Abstract
Objective. Extensor tendon ruptures in the rheumatoid wrist are usually restored by extensor tendon reconstruction surgery. However, the factors significantly correlated with the outcomes of extensor tendon reconstruction have not been defined. We examined factors showing a statistically significant correlation with postoperative active motion after tendon reconstruction.
Methods. Spontaneous extensor tendon ruptures of 66 wrists in patients (mean age, 52.6 yrs) with rheumatoid arthritis (RA) were evaluated. All patients underwent tendon reconstruction surgery with wrist arthroplasty or arthrodesis. Active ranges of motion of the affected fingers were evaluated at 12 weeks postsurgery. Statistical significance was determined using multiple and single regression analyses.

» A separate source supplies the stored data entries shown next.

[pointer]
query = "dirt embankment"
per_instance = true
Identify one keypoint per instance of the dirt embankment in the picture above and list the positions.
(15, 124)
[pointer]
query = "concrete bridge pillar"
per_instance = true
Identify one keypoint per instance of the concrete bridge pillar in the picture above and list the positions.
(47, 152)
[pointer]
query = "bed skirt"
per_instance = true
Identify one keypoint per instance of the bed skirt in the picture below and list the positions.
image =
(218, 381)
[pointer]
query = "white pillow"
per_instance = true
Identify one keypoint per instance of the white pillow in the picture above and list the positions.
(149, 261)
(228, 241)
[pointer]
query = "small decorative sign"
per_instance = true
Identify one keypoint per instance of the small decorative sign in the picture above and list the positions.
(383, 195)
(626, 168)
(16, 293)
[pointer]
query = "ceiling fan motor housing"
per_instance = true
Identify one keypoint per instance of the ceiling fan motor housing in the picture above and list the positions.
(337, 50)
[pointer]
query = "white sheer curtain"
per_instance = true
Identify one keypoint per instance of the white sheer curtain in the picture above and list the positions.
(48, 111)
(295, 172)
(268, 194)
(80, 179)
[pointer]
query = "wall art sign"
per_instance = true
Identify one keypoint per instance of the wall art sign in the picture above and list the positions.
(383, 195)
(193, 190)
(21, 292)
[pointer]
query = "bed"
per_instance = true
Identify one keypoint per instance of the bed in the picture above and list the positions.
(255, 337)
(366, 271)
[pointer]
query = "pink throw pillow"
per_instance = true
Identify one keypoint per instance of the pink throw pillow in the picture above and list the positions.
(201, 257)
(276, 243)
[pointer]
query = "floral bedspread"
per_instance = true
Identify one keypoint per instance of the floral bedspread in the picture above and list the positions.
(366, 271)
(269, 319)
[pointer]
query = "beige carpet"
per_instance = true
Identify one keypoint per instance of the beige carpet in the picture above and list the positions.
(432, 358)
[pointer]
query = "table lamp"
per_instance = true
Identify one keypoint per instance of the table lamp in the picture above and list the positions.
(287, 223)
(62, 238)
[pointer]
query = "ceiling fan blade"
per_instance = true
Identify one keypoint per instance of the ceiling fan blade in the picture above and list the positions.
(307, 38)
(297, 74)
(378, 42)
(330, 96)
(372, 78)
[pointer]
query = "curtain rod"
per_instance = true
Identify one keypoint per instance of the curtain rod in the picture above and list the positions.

Results. Forty-six (69.6%) wrists had “good” results, while 13 (19.7%) and 7 (10.6%) wrists had “fair” and “poor” results, respectively. In multiple regression analysis, an increased number of ruptured tendons and the age at operation were independent variables significantly correlated with the postoperative active motion of reconstructed tendons (p = 0.009). Single regression analysis also showed a significant association between the number of ruptured tendons and surgical delay (p = 0.02).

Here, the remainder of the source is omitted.